I spoke with one of my advisors today about not being quite sure about where to go next with my research. Context: I just submitted a paper to CHI 2013 about always-on programming visualizations (featuring Theseus) and the user studies I ran on grad students and professional JavaScript developers.
One advisor's suggestion was to write about each of the ideas I was working on to help clear my thoughts. I'll start with data probes.
Theseus currently shows you how many times code has executed, and colors unexecuted gray to make it appear dead:
I wanted to do something similar for the data passing through those functions, so I created the prototype shown below. It displays the most recent value of the outer-most expression on each line just to the right of that line. If the outer-most expression is a function call, it also shows the values of the arguments.
I see several problems with the design:
I think that before I decide on a design I need to watch more programmers to develop some concrete use cases, as I did for Theseus’s call count features.
When I brought up the concern about noise in a group meeting, a lab mate suggested that I don't reveal much information by default and give the user some simple gesture to reveal the rest. The metaphor is peeking. To me that implies a continuous gesture because the information shouldn't just pop in, especially since it will probably involve moving some of the code around. I've been considering a few different means:
The traditional gesture would be to press a hot key that toggles the display with a fluid animation― but these are more fun to think about, especially the last one, which I don't think has been tried before.
I'd been meaning to research visual clutter and distraction with regards to programming visualizations and recently my advisor sent me a link to an article called "Taking a New Look at Subway Map Design". It alludes to a computational model of what people perceive in their periphery. That led me to Rosenholtz's publication page, which I am working my way through now. There's a lot of fascinating stuff here.
I need to run some errands soon, so I'm going to plop my reading list here and fill it in with notes as I go.
"Roles of Variables" is a system for describing what variables in a program are for, so that novices can more easily chunk code:
http://www.cs.joensuu.fi/~saja/var_roles/
For example, i in a loop is a "stepper" and prevNode in a linked list algorithm is a "follower". They provide a list of 10 roles that they think are sufficient for 99% of the programs novices will write.
It seems to fall into several categories of research I like:
They mention that Roles of Variables would help even experts to understand code, but I haven't read the literature to understand how.
A co-researcher and I did an exercise: I pasted some code into a Google Doc and we added comments on each line with visualizations that would be helpful for understanding what that line of code was for. They all fell into a handful of categories (though if we did this seriously I'm sure we'd find many more):
Often, several of those types of information applied to the same line, though often there was one type of information that seemed most appropriate in a given instance. For example, documentation might be appropriate for a call like arr.slice() since the function is supposed to take an argument and there isn't one, but alerting the programmer to the fact that arr is an empty array might be more important.
That suggests to me that instead of trying to think of the thing to visualize (as I was earlier this month), I might want to think about how to support choosing the most appropriate information to display when there are several alternatives.
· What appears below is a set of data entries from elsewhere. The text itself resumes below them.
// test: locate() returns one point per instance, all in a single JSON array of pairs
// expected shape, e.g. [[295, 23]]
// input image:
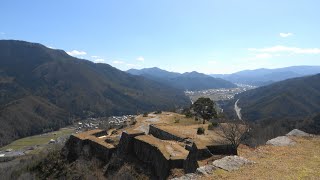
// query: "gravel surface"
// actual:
[[297, 132], [281, 141], [231, 163]]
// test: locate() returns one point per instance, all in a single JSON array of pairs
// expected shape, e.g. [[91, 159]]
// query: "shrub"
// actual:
[[158, 112], [200, 130], [212, 125]]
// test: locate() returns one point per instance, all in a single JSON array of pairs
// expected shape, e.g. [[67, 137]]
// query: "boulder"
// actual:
[[205, 170], [281, 141]]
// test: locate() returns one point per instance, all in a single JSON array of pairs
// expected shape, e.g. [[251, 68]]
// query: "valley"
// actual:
[[160, 90]]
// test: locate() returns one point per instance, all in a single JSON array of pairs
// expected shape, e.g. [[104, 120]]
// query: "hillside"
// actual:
[[30, 115], [279, 107], [186, 81], [79, 87], [260, 77], [300, 161]]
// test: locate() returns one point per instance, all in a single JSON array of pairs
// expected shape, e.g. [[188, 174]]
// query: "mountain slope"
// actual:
[[260, 77], [30, 115], [185, 81], [79, 87], [280, 107]]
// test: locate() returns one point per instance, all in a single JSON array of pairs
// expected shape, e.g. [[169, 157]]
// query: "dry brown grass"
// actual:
[[170, 149], [301, 161]]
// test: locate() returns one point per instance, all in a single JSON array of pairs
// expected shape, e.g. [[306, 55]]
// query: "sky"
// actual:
[[208, 36]]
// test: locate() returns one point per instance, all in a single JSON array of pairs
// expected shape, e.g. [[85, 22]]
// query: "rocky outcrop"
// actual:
[[191, 164], [225, 149], [152, 155], [126, 144], [281, 141], [297, 132], [157, 132], [87, 147], [73, 148], [231, 163]]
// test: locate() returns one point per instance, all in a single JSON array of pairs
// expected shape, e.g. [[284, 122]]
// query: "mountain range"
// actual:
[[282, 106], [186, 81], [260, 77], [42, 88]]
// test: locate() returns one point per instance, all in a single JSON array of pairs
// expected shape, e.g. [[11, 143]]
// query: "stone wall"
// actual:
[[151, 155], [76, 147], [125, 145], [225, 149]]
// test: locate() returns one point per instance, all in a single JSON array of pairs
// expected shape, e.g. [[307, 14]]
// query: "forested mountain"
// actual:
[[282, 106], [260, 77], [36, 80], [186, 81]]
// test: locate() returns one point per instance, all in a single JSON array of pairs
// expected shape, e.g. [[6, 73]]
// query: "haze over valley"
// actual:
[[179, 90]]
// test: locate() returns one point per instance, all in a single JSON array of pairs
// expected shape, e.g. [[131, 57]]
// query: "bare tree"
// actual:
[[233, 132]]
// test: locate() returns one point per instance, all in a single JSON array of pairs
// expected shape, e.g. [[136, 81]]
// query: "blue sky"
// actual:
[[209, 36]]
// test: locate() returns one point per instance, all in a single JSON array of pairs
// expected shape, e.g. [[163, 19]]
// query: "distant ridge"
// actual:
[[186, 81], [260, 77], [35, 80], [282, 106]]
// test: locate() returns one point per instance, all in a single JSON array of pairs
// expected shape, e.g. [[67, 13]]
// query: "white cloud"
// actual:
[[212, 62], [263, 56], [284, 35], [140, 59], [100, 60], [286, 49], [133, 65], [117, 62], [76, 53]]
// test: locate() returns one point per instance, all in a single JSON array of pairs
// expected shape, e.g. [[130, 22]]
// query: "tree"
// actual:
[[205, 108], [234, 133]]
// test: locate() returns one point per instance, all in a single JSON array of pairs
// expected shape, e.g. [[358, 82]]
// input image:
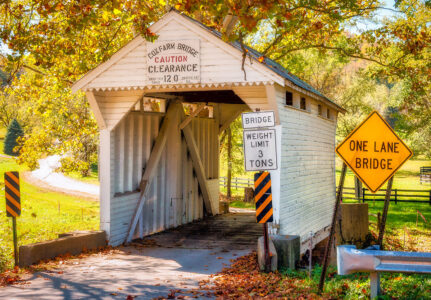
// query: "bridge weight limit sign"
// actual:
[[260, 154]]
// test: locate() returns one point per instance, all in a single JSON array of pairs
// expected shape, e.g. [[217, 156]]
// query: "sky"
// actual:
[[380, 14], [360, 26]]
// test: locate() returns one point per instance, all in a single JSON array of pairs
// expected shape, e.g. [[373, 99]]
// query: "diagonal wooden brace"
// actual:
[[198, 167], [152, 164]]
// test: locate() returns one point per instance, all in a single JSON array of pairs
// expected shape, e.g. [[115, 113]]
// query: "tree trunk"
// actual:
[[229, 162]]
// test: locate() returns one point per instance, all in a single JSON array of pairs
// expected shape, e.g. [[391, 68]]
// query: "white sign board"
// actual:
[[173, 62], [260, 150], [258, 119]]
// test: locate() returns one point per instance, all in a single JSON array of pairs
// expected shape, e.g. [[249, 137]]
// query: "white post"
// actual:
[[105, 180]]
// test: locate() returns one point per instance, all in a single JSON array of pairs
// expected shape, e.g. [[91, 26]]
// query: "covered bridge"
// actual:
[[161, 108]]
My instinct tells me that it's a global optimization problem. There are several things I could display next to every line of code, and several sizes I could display them at, and my job is to choose the “best” combination of choices for the user's current task.
A cool way to reveal intermediate values with a continuous gesture would be to slide the sub-expressions up level-by-level:
|
→ |
|
→ |
|
It seems to work well with function calls, too:
|
→ |
|
→ |
|
→ |
|
Though, come to think of it, the leaves should probably be revealed first. Current debugging tools usually support viewing those values (and no others), so they're probably what people care about most often.
I've been trying to figure out how to allow programmers to limit their queries in time.
A convenient delineation for JavaScript is the tick. A tick is one call into JavaScript from the VM's event loop. Every tick has an impetus, such as data coming in from the network or a timeout occurring. Usually the impetus is something the programmer cares about, which makes it convenient for visualization.
In general, I don't like the timelines in debuggers because they take up so much space and yet the events are so tiny and abstract that they're hard to relate back to code. Then I thought, why not overlay the timeline on the code:
This is a time-varying code coverage display.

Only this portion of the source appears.